Hence the priorities here are towards personal development and thus teachings and questions are geared towards relating more deeply with our personal practice and study, rather than acquiring knowledge for use when working with others.

These days there is lots of talk on what is involved in training to be a Yoga Teacher,
however little talk on what is involved in training to be a Yoga Student.

Of course I accept, and have personally experienced in a number of situations, that there are those whose priority is on acquiring professional skills or qualifications to teach Yoga. It has even become a career option for school leavers these days, classified alongside Aerobics, Fitness, Personal Trainers, etc.

I also feel that having to simultaneously train as a Yoga teacher alongside moving into exploring Yoga for ourselves can even be detrimental to the development of the students personal relationship with Yoga. There is also the issue of the student often having to proceed into teaching before even completing the learning of the techniques and theory that comprise the different dimensions of practice.

“The more you teach the more you must practice.”
- TKV Desikachar

Being burdened with the pressure, or desire, of being out there drumming up students and having to engage with all the necessary specialist Yoga Teaching and Yoga Therapy skills can create a situation where the students personal developmental focus becomes blurred.

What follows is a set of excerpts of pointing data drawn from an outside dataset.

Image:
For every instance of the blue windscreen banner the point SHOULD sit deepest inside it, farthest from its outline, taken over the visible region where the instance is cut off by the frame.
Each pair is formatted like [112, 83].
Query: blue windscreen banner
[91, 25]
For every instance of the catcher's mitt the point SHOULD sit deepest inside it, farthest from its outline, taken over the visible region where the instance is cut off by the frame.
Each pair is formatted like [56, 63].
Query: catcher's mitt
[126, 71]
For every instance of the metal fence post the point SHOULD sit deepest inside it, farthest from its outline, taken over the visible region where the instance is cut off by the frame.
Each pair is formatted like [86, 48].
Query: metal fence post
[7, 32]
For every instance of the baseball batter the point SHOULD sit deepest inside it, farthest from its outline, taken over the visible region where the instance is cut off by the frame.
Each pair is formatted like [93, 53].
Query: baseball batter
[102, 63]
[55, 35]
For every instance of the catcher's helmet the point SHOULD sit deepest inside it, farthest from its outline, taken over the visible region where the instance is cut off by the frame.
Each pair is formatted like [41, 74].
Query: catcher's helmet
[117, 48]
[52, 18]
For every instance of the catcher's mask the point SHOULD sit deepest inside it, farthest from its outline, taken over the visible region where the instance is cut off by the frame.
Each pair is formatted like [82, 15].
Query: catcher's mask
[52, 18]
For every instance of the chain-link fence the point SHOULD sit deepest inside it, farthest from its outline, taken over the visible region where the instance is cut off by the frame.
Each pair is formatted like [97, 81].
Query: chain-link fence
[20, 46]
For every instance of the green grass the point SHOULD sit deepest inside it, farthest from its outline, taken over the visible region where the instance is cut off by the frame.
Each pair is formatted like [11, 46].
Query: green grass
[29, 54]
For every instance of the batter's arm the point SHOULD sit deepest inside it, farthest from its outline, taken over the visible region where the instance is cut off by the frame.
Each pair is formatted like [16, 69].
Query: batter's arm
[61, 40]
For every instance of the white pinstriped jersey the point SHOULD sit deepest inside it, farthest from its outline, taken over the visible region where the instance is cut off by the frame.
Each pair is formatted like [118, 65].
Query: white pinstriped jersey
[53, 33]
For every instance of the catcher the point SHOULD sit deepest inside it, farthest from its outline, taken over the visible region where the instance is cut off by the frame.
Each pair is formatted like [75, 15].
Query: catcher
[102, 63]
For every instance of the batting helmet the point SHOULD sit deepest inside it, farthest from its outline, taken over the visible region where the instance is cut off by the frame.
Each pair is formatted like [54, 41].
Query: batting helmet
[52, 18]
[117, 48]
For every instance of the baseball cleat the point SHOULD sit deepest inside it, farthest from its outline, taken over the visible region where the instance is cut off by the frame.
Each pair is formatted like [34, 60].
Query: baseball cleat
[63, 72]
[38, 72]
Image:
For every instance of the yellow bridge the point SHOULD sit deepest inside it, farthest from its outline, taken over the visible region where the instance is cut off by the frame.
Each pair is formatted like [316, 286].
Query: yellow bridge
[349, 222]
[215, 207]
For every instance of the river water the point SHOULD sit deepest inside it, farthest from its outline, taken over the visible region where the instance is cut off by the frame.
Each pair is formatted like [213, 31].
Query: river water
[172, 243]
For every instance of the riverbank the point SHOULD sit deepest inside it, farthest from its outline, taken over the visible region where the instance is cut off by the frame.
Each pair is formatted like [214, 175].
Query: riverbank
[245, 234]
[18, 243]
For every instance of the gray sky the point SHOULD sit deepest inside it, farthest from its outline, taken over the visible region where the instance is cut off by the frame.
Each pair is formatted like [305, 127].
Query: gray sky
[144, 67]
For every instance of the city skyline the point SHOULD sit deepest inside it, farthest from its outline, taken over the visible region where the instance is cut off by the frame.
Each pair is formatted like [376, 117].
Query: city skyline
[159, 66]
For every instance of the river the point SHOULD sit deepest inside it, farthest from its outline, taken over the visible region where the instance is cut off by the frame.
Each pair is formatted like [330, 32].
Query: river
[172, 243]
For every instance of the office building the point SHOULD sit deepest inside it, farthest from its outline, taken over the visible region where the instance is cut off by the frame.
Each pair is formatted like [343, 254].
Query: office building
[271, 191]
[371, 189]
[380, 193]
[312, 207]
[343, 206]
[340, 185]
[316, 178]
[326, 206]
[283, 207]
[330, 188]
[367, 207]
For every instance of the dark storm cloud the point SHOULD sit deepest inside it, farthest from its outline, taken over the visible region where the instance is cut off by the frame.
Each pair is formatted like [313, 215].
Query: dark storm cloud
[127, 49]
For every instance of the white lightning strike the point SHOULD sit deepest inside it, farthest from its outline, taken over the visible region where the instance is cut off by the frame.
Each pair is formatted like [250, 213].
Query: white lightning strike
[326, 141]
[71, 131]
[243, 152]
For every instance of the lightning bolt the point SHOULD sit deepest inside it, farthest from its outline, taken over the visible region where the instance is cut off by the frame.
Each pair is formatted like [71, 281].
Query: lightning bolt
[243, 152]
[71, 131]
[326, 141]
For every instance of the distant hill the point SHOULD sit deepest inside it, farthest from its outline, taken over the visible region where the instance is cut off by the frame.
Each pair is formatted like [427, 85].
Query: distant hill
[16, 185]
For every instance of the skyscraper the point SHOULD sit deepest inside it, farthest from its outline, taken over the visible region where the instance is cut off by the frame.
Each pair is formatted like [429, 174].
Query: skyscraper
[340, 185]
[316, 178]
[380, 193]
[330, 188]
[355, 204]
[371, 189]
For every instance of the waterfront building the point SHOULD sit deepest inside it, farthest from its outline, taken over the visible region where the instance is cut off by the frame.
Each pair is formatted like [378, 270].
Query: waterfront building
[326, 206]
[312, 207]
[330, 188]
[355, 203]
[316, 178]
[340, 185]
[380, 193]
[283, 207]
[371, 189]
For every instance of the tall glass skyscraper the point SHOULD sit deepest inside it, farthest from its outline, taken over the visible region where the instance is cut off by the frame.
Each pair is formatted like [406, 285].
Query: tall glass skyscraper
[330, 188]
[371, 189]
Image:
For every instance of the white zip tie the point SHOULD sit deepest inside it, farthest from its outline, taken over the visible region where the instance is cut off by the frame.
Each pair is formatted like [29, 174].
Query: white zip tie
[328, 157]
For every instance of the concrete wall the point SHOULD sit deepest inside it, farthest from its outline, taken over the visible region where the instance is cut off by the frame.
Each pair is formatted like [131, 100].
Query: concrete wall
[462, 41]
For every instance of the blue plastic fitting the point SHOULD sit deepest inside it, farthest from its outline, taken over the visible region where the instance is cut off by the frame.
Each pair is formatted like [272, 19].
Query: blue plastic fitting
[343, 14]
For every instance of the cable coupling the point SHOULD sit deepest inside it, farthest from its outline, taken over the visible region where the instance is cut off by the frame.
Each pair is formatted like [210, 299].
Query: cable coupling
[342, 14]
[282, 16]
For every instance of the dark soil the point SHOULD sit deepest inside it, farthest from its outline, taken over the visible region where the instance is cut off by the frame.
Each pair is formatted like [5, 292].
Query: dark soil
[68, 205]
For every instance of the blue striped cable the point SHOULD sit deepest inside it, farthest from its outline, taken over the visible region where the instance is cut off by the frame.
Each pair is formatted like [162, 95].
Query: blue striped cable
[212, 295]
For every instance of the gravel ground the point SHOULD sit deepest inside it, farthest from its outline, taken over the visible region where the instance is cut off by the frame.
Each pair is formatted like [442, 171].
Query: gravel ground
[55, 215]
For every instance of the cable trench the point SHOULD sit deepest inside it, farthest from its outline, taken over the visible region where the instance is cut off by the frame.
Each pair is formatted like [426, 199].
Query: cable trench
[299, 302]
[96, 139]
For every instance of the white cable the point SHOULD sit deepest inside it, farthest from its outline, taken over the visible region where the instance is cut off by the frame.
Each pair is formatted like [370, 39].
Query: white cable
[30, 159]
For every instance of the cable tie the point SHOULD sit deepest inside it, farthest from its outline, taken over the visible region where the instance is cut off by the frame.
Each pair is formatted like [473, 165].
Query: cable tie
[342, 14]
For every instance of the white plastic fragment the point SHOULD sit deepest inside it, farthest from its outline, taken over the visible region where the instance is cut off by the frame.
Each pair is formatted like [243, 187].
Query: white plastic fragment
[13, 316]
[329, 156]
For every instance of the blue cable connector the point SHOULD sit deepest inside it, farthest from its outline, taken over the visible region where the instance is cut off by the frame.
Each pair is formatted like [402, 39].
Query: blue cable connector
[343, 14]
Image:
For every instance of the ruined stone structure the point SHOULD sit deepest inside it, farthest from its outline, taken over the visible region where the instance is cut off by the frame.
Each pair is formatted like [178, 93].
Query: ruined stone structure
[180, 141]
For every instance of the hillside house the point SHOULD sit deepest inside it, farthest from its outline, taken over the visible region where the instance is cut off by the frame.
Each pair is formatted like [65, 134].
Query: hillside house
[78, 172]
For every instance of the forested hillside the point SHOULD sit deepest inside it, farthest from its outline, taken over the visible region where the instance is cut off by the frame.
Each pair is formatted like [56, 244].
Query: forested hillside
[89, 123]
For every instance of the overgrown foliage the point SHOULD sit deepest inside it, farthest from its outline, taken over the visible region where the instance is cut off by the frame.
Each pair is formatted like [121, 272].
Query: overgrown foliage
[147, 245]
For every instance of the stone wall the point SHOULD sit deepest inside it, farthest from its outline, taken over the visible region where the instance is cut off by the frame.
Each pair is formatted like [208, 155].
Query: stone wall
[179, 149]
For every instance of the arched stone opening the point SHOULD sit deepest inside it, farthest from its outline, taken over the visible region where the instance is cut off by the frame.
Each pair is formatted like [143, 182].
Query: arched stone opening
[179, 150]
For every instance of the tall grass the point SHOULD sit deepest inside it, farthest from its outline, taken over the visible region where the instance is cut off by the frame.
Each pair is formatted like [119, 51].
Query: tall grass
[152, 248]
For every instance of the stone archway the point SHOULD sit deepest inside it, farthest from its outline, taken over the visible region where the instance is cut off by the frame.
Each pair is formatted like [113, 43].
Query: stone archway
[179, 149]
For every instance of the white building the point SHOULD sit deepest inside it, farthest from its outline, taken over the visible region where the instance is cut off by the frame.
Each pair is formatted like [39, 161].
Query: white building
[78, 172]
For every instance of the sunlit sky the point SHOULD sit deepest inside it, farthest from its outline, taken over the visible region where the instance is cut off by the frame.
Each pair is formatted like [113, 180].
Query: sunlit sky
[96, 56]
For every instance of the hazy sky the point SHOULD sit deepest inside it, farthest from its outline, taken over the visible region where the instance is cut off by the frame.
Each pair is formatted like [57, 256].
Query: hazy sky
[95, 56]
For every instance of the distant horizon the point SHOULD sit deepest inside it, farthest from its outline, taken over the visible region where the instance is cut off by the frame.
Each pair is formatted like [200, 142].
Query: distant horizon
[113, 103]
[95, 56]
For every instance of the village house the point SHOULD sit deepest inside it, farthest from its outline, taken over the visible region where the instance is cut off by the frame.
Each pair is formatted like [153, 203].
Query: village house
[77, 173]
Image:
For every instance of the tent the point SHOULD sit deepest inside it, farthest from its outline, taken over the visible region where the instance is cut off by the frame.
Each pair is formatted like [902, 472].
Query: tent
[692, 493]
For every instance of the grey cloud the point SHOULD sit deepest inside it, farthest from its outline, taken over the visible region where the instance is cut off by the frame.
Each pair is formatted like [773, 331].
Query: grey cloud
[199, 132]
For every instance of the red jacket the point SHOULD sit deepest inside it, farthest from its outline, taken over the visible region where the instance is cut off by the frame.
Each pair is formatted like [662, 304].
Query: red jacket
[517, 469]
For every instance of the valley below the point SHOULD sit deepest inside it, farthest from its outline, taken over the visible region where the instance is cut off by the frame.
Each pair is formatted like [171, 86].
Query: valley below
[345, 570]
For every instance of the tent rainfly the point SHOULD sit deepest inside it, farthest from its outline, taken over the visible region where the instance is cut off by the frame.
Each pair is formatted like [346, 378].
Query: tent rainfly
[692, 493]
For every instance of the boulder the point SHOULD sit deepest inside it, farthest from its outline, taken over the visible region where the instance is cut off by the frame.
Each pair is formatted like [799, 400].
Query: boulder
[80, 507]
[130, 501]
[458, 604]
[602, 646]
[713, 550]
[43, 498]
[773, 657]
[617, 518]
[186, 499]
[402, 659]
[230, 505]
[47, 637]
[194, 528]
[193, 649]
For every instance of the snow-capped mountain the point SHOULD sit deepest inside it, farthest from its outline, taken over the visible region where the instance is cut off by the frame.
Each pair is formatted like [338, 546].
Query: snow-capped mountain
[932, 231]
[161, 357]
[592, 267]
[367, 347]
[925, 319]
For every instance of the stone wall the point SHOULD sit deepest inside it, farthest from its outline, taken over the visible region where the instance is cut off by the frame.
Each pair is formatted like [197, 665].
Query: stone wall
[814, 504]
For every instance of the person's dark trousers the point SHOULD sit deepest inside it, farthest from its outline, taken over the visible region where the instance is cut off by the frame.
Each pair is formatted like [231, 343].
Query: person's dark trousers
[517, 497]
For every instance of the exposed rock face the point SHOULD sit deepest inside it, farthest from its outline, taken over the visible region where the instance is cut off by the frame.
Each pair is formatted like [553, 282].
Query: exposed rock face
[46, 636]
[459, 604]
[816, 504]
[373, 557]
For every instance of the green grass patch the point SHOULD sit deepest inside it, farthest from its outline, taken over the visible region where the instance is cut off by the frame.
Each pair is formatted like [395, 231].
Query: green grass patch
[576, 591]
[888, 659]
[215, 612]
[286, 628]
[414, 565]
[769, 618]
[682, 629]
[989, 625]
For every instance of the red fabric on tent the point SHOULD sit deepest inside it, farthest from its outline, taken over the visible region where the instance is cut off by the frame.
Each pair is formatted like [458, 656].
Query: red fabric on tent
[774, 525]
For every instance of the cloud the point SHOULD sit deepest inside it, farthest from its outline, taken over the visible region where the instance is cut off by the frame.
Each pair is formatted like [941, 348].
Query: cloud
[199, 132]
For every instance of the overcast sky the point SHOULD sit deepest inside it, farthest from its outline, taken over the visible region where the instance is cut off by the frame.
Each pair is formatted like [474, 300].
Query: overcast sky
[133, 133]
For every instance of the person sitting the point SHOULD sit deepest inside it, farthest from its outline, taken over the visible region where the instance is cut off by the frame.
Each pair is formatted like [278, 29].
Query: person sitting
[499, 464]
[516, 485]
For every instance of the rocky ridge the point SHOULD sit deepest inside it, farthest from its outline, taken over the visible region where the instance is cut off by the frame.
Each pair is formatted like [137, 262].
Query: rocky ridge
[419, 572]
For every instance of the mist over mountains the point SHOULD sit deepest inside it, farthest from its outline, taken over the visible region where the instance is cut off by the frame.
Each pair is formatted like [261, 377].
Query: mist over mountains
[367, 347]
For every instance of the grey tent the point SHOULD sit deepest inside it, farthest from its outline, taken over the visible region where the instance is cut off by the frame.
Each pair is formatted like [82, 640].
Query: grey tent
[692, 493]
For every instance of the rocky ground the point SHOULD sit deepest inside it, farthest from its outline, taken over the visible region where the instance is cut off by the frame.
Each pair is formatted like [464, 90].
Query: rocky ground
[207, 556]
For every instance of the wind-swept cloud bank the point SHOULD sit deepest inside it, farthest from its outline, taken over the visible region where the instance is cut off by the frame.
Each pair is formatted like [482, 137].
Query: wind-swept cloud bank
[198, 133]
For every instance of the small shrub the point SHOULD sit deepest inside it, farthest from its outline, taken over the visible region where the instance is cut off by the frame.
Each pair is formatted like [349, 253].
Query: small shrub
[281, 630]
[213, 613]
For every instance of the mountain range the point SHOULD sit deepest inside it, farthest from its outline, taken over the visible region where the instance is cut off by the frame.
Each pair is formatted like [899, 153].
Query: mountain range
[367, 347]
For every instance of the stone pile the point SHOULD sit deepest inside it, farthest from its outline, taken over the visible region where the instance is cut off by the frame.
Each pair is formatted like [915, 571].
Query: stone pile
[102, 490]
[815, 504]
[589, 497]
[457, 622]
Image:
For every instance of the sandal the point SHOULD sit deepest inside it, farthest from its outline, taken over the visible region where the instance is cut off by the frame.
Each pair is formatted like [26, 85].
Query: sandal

Especially these days with the phenomena of there now being many hundreds of Yoga Teacher Training Courses available, thus increasing competition for both aspiring teachers and available students.

Thirdly -

once we have learnt the skills required to be a student then we can consider, should we wish, adding the necessary teaching and therapy skills to offer Yoga intelligently to others. This is where the student interested in the professional aspects of teaching Yoga can undertake training in a Practitioner Programme specifically geared towards adding the application skills for Yoga Teaching and Yoga Therapy.

In other words the Professional Training Modules do not add on any further personal Yoga Practice or Yoga Study skills, instead they are purely focussed on the art of applying what you have learnt to the needs of others within a variety of situations and for a range of conditions. Further information for this Course can be found on the Art of Professional Studies Practitioner Programme Page.

"I believe in getting into hot water; it keeps you clean."